Background: The present study was designed to determine whether the Thinprep plus Papanicolaou stain (Thinprep) method is more sensitive than the Cytospin-coupled Wright-Giemsa (WG) stain (Cytospin) method in diagnosis of leptomeningeal metastasis (LM) from malignant solid tumors in cerebrospinal fluid (CSF). We also explored if the Thinprep method could be used in the differential diagnosis of the type of primary tumor cells based on the morphology of tumor cells in CSF samples.
Methods: The morphological features of tumor cells in fresh CSF samples were analyzed using both methods. The tumor cell detection rates were compared between the two methods.

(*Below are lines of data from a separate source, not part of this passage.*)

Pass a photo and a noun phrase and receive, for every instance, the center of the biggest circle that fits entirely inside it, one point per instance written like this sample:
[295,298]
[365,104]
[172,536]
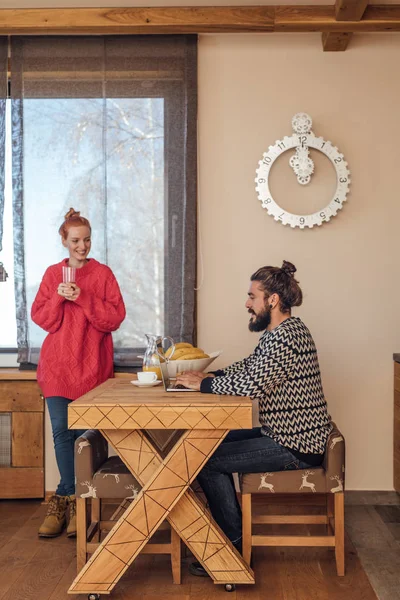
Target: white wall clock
[303,166]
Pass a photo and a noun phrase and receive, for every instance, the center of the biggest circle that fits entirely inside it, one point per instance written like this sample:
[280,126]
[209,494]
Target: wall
[250,86]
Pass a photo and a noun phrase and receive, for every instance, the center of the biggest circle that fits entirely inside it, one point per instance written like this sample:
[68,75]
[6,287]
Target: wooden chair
[327,479]
[106,480]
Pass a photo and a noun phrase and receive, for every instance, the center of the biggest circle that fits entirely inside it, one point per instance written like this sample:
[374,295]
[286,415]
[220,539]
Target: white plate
[151,384]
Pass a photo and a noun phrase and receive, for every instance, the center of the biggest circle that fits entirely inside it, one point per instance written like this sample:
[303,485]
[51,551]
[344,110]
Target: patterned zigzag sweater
[283,374]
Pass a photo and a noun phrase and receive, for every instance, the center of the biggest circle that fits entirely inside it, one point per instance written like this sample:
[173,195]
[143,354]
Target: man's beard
[261,321]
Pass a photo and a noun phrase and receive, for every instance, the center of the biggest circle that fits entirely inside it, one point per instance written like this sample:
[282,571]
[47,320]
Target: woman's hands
[192,379]
[69,291]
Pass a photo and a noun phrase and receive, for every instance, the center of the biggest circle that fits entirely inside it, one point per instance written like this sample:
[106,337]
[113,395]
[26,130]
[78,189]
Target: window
[108,126]
[8,324]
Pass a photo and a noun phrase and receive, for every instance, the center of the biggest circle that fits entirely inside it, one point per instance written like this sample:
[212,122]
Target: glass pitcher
[155,352]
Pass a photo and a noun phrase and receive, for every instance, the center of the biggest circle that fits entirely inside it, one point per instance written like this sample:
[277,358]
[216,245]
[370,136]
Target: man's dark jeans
[242,451]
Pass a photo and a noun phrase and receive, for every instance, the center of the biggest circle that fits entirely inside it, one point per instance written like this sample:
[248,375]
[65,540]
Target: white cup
[147,376]
[69,274]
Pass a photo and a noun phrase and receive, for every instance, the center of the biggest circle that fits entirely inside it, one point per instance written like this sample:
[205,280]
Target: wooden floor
[40,569]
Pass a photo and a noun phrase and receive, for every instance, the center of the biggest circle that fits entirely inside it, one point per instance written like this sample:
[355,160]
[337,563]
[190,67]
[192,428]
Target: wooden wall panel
[396,429]
[27,439]
[20,396]
[22,483]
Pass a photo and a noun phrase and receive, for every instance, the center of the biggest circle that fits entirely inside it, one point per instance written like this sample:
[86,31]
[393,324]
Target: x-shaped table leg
[165,494]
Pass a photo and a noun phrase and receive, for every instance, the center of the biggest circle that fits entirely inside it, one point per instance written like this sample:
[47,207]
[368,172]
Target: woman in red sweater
[77,354]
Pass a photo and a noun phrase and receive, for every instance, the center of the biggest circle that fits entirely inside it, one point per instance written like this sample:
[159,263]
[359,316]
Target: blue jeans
[242,451]
[64,442]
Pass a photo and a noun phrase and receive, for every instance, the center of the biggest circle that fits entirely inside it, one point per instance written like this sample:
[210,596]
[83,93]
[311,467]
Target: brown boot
[55,520]
[71,529]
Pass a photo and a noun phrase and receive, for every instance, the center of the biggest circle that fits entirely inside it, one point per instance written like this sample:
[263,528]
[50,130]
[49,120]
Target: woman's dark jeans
[64,441]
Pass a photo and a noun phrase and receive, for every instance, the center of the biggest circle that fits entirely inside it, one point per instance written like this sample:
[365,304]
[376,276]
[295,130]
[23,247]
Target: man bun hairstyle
[281,281]
[73,219]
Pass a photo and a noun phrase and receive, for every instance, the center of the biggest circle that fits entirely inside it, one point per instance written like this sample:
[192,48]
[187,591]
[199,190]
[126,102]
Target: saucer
[151,384]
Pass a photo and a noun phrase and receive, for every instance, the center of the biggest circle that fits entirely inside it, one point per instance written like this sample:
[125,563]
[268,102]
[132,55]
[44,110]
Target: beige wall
[250,86]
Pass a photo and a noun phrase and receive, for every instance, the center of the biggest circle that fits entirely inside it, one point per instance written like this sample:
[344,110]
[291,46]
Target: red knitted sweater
[77,355]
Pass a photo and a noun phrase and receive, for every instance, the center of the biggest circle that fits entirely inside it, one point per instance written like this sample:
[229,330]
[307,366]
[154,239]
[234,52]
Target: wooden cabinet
[396,428]
[21,435]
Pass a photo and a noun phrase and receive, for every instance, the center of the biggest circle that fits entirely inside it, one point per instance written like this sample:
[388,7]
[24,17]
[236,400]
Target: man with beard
[283,374]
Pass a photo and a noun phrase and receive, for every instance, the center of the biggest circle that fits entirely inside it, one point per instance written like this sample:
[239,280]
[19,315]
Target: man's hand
[192,379]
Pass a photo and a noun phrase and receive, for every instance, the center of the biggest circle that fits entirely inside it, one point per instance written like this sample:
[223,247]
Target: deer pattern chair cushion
[329,478]
[98,476]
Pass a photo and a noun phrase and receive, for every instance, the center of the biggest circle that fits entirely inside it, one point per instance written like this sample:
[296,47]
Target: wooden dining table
[125,414]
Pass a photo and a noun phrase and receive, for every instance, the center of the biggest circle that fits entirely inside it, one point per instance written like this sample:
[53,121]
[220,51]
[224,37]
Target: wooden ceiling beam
[350,10]
[212,19]
[335,42]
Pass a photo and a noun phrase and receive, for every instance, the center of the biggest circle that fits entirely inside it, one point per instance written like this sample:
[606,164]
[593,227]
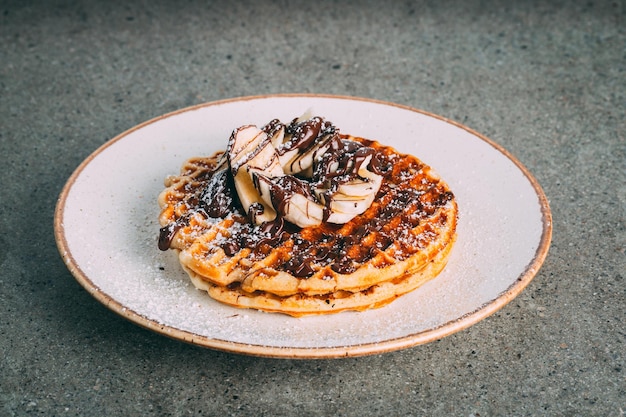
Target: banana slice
[263,163]
[250,152]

Results: Using the Thinprep method, we found that each type of tumor cells in the CSF samples had specific identifiable morphological features linked to their primary cancer origins, such as adenocarcinomas originated from the lungs, breast, and stomach, and lung squamous cell carcinomas, small cell lung cancer, large-cell neuroendocrine lung cancer, hepatocellular carcinoma, and malignant melanoma. In a retrospective study with 88 LM patients, cancer cells were detected in 80 out of the 88 CSF samples. In the comparative study with 45 LM patients, the initial detection rate of the Thinprep method was significantly higher than that of the Cytospin method (73.3% vs. 57.8%, P<0.01). The cell morphology was better preserved and subcellular structures were clearer using the Thinprep method, compared to the Cytospin method.
Conclusions: The Thinprep method is more sensitive and suitable for LM diagnosis in CSF in patients with malignant solid tumors than the Cytospin method. The Thinprep method may facilitate primary tumor detection and help design early treatment regimens for LM patients with tumors of unknown primary origin.